The Florida Legislature has worked tirelessly over the past 6 days to construct the Florida budget. Budget conferencing began on Saturday after allocations were released. The process began with conference subcommittees, made up of members from both chambers, meeting to begin dividing up the allocations in their specific budget category. The goal of the conference subcommittees was to reach agreements on as many budget issues as they could. Any issues the chambers could not agree upon were bumped to the Conference Committee At Large, where Chairmen Tom Lee and Richard Corcoran will handle the final negotiations. Last night Chairs Lee and Corcoran met to finalize the Agriculture & Natural Resources, General Government and Health & Human Services bump issues. Chair Corcoran presented House offers on Health Care budget spreadsheet items, proviso language, and language on the Medicaid conforming bill, and Chair Lee presented Senate offers relating to Health Care for Medicaid Hospital Funding Programs (LIP) and for Agriculture & Natural Resources budget spreadsheet items and language on proviso & implementing bill. Both Chambers accepted the offers entirely.
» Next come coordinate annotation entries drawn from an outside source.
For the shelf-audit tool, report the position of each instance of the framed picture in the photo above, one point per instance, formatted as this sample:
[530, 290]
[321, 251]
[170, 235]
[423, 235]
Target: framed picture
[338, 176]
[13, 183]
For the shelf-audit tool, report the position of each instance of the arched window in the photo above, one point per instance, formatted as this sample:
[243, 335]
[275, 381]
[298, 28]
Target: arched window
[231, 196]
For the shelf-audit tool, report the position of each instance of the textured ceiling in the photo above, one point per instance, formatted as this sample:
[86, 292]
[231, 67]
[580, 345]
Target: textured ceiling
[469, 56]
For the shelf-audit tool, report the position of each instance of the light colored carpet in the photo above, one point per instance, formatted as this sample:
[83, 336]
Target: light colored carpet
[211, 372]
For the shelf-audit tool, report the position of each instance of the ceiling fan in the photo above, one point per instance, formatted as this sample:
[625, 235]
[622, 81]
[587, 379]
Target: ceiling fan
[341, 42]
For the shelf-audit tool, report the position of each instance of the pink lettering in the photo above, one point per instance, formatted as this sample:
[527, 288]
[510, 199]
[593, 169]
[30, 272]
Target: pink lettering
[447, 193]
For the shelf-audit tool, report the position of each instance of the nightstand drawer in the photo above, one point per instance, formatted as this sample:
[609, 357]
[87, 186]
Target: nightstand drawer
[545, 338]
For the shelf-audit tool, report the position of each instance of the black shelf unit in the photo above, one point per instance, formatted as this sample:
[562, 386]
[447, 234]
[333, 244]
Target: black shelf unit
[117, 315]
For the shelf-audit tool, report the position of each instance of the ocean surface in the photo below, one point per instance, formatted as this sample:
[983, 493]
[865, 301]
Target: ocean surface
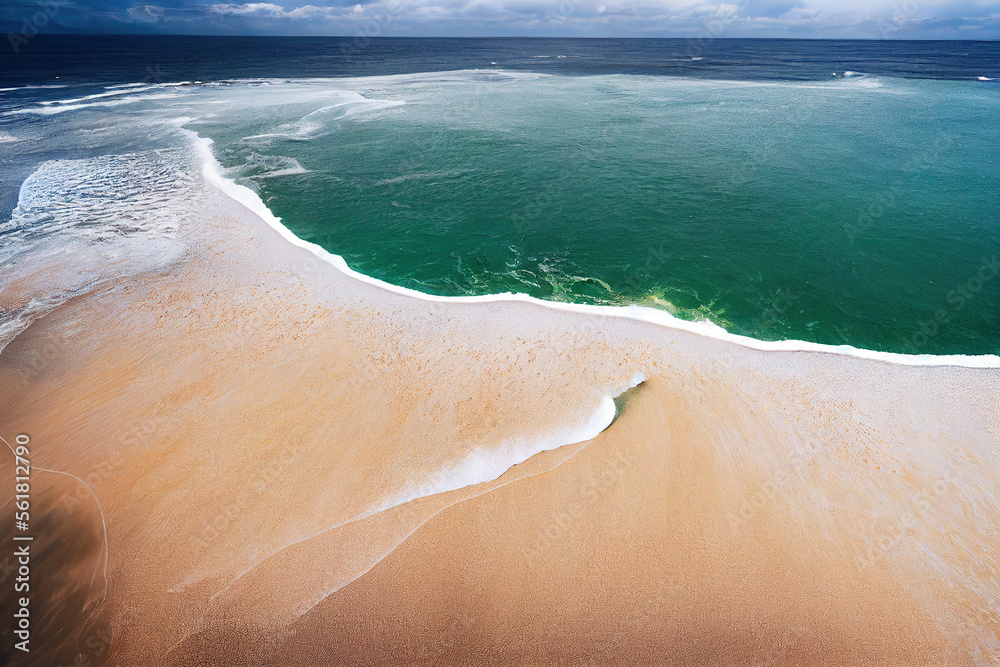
[838, 192]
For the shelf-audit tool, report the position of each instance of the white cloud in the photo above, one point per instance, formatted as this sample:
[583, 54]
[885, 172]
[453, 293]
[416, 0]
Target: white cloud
[744, 18]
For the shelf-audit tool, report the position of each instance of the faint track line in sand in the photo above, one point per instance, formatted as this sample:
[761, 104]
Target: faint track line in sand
[580, 447]
[100, 509]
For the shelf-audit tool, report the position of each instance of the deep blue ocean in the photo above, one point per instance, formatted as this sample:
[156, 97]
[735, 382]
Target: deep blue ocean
[841, 192]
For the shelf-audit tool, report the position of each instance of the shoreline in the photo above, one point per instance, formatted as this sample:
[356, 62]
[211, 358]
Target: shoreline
[245, 196]
[277, 444]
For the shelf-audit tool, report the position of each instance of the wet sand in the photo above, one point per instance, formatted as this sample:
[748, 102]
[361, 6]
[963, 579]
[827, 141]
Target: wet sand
[298, 467]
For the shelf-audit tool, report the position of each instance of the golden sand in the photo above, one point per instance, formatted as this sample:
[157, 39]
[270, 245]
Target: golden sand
[277, 449]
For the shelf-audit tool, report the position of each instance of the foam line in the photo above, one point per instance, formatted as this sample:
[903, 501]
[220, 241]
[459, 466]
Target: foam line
[212, 171]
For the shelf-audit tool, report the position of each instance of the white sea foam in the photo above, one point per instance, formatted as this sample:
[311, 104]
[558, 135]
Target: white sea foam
[52, 110]
[81, 223]
[214, 174]
[323, 120]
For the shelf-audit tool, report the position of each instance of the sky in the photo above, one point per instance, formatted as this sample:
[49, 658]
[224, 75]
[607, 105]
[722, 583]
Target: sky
[872, 19]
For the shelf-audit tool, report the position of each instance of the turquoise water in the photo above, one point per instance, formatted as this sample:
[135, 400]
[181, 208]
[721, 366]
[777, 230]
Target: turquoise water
[859, 210]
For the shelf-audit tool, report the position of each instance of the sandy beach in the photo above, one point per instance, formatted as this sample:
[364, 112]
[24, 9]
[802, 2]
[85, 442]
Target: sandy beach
[295, 467]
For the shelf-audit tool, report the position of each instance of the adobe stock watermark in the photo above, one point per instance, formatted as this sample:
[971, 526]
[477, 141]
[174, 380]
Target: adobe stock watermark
[32, 25]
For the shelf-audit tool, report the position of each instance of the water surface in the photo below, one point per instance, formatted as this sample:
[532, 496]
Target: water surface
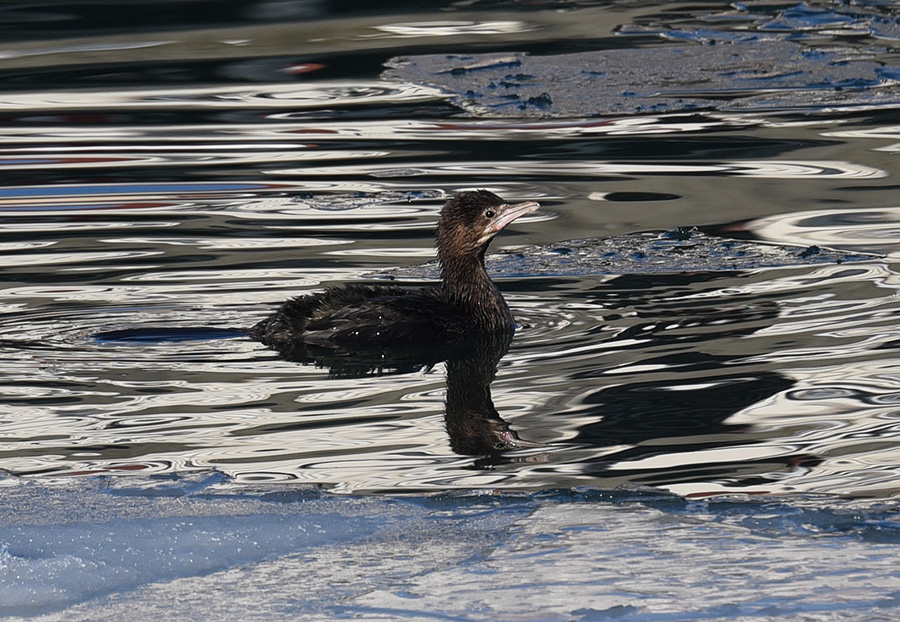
[158, 198]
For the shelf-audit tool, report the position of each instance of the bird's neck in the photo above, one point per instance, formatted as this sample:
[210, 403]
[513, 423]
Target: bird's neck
[467, 287]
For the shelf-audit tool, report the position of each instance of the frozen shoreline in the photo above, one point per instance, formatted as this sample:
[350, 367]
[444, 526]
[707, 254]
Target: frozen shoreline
[203, 548]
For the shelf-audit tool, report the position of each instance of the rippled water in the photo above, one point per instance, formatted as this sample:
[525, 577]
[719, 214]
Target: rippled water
[162, 189]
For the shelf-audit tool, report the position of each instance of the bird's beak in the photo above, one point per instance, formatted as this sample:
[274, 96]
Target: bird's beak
[507, 213]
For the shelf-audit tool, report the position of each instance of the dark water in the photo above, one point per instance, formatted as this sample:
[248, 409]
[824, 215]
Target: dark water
[170, 174]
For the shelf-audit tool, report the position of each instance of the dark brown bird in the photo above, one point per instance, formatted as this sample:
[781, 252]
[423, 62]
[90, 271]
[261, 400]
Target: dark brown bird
[467, 303]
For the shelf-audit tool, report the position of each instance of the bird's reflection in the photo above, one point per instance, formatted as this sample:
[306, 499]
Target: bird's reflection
[473, 424]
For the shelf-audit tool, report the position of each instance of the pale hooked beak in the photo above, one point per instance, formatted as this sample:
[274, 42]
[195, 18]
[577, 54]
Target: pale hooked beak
[507, 213]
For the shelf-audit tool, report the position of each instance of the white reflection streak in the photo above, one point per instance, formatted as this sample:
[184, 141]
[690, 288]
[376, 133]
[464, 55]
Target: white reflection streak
[453, 129]
[872, 226]
[272, 95]
[87, 47]
[760, 170]
[450, 28]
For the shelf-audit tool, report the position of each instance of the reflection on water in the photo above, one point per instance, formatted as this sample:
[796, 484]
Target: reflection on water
[144, 228]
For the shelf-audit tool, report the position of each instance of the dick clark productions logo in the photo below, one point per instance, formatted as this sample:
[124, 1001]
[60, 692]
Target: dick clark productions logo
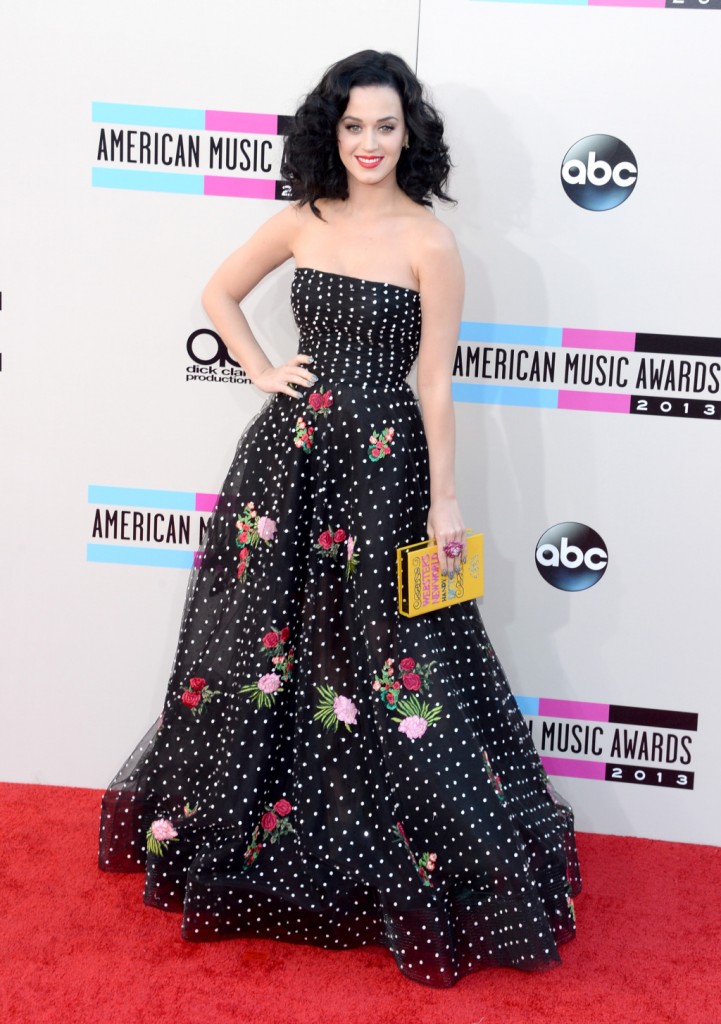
[599, 172]
[571, 556]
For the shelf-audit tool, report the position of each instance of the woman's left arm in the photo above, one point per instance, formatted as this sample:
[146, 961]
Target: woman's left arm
[441, 286]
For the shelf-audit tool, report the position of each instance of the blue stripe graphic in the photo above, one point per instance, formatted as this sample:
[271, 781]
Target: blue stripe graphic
[142, 498]
[527, 706]
[510, 334]
[138, 114]
[121, 555]
[494, 394]
[110, 177]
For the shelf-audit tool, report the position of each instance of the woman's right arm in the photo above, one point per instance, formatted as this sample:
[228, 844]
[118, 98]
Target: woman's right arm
[271, 245]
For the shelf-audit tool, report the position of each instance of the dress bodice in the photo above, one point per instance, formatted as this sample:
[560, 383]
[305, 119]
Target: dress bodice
[357, 331]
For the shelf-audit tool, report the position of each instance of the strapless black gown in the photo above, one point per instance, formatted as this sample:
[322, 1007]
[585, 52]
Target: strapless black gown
[325, 770]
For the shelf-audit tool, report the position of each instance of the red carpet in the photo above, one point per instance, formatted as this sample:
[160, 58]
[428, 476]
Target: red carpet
[79, 945]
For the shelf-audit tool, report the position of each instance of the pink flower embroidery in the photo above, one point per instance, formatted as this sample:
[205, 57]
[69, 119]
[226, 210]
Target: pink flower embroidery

Once the Conference Committee At Large has finished all negotiations, the budget agreements will be filed as the Conference Committee Report. There is a 72-hour window for public viewing before the adoption of the report by both chambers. Each chamber then adopts the report, and votes on the final version of the budget. Then Governor Scott signs the budget with the option to use a line-item veto, which allows him to cancel specific appropriations. A two-thirds majority vote is needed to overturn any veto.
Senate Appropriations Committee Approves Tax Cut Package
In their final meeting of the 2016 Legislative Session, the Senate Appropriations Committee passed a modified version of the House’s HB 7099 tax cut plan. The legislation promises about $129 million in tax relief, despite Governor Rick Scott’s request for over $1 billion in tax cuts. The package scales back Florida’s back to school sales-tax holiday from 10 days in August to three. It also permanently extends the sales tax exemption on manufacturing equipment, and reduces local property taxes by using only state tax dollars to pay for a $478 million increase in education funding.